My wife and I love to travel but we have learned we do not need to stay in five star hotels to have a good time. We enjoy good meals out without feeling the need to go to the hottest new spot in town charging exorbitant prices and burdened with long lines. We are happiest being together in a lovely location enjoying each other and the moment. It is amazing how affordable life can be if you do not require all those bells and whistles to have a good time. Outside of entertainment, we do not really need anything for the house, the cars should run for a long time, we have all the clothes we need (still fun to shop for those special additions of course), and we really enjoy cooking our meals together and eating at home. It turns out it’s really not that difficult to live well without spending extravagantly.

It’s okay to do nothing

As I have shared more than once over the years my biggest fear of retirement has been running out of things to do and potentially finding myself bored. But it is important to balance meaningful activities with time off. I have come to realize that a happy retirement for me will be a combination of doing things and doing nothing. I am learning to be okay with cutting myself some slack and enjoying downtime, no longer feeling guilty if I am not accomplishing something every moment. It has been a process to free myself from this self inflicted guilt. After so many years hurrying through incredibly busy work days where there was never a moment to spare, I have come to accept that I have earned the right to do nothing. And I like it!

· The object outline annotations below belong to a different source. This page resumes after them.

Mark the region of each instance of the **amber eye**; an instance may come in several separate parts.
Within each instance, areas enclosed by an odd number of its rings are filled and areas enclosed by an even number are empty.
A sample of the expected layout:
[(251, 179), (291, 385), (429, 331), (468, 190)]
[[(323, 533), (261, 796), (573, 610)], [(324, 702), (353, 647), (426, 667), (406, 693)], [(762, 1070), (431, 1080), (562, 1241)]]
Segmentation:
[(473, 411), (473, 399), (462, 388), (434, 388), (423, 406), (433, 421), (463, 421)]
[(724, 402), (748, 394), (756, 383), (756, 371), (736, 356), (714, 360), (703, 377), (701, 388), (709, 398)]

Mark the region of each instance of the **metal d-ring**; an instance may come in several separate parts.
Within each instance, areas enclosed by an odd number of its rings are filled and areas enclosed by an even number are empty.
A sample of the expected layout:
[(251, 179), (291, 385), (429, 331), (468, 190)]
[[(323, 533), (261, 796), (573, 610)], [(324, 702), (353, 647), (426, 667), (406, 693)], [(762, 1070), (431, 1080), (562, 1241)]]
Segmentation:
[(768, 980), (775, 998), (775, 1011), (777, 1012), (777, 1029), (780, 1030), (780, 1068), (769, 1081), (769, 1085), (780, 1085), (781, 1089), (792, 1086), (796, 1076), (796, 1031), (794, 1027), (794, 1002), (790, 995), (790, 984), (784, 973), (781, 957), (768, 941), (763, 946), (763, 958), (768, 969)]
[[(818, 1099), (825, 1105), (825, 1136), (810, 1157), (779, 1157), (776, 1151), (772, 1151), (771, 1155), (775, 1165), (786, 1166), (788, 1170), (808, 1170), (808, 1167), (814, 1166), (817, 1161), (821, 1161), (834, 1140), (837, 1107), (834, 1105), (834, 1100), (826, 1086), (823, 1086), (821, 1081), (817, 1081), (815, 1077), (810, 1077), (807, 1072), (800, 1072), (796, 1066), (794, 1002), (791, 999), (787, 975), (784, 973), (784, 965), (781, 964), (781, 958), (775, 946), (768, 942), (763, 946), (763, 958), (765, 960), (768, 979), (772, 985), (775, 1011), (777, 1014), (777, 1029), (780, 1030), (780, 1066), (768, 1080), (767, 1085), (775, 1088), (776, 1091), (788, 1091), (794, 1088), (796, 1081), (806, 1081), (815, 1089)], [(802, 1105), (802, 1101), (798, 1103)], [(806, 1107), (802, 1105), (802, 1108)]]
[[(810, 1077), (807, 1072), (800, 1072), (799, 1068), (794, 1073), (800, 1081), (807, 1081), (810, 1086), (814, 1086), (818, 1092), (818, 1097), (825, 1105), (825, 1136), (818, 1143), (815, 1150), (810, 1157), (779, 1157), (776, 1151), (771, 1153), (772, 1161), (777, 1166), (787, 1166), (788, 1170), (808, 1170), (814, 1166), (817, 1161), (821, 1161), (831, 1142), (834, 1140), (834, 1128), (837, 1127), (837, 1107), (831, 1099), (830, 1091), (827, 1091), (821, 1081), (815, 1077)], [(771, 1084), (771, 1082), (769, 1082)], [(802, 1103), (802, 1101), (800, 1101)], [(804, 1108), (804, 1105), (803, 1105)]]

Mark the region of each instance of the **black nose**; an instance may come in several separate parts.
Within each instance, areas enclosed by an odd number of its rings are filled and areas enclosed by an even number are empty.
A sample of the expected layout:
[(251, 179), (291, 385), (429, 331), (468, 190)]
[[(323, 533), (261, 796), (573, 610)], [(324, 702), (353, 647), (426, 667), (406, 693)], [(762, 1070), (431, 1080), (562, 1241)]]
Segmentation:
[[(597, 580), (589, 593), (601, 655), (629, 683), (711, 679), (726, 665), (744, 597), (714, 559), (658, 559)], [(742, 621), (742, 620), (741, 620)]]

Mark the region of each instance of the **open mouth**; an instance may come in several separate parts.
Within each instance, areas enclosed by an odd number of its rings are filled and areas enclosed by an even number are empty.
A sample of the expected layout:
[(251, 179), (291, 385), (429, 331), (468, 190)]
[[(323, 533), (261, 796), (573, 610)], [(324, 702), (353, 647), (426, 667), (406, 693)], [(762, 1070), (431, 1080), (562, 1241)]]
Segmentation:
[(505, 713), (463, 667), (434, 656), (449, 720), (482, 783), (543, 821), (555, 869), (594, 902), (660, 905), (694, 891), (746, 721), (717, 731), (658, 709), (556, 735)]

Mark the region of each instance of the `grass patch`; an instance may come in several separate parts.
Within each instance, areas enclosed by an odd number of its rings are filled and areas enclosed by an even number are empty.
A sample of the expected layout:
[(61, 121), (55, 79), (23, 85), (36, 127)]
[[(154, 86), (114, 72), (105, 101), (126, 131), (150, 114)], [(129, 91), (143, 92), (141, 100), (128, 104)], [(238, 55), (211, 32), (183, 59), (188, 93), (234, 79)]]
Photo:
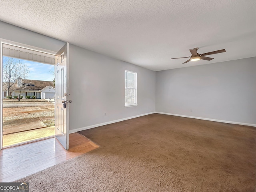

Good health should not be taken for granted

As we get older we are constantly reminded of what challenges the future may hold from slower reflexes to reduced strength to precarious balance negotiating the roads we walk. We witness it every day in friends and family or read about it in AARP and see it on the news. It won’t be easy but we have committed ourselves to do our best to stay healthy along the way. Working out regularly, walking together, watching what we eat, and generally being aware of our physical and mental state is our conscious contribution to staying healthy. Every healthy day is a blessing and we appreciate it.

Don’t take yourself too seriously

An uncle of mine living in a retirement community tells the story of a retired bigwig CEO who feels he is better than the rest of us mere mortals despite having departed the working world many years earlier. My uncle gently informed him that he used to be a CEO. Now he is just another retiree like everyone else in residence. I think as we age it is important to maintain a sense of humor. Those readers who despite challenges they encounter as they age are able to maintain an optimistic outlook have the best chance of living a happy retirement. A smile, a little laughter, and a relaxed optimistic view of the world can go a long way.

I want to thank you readers who over the years have shared candidly details of your personal journeys into retirement. I have learned a lot from your honest feedback, real world experiences and sense of humor in the face of challenges. And I look forward to sharing more as together we continue navigating the retirement jungle that makes up the landscape for our second act.

Good luck to us all and let’s enjoy.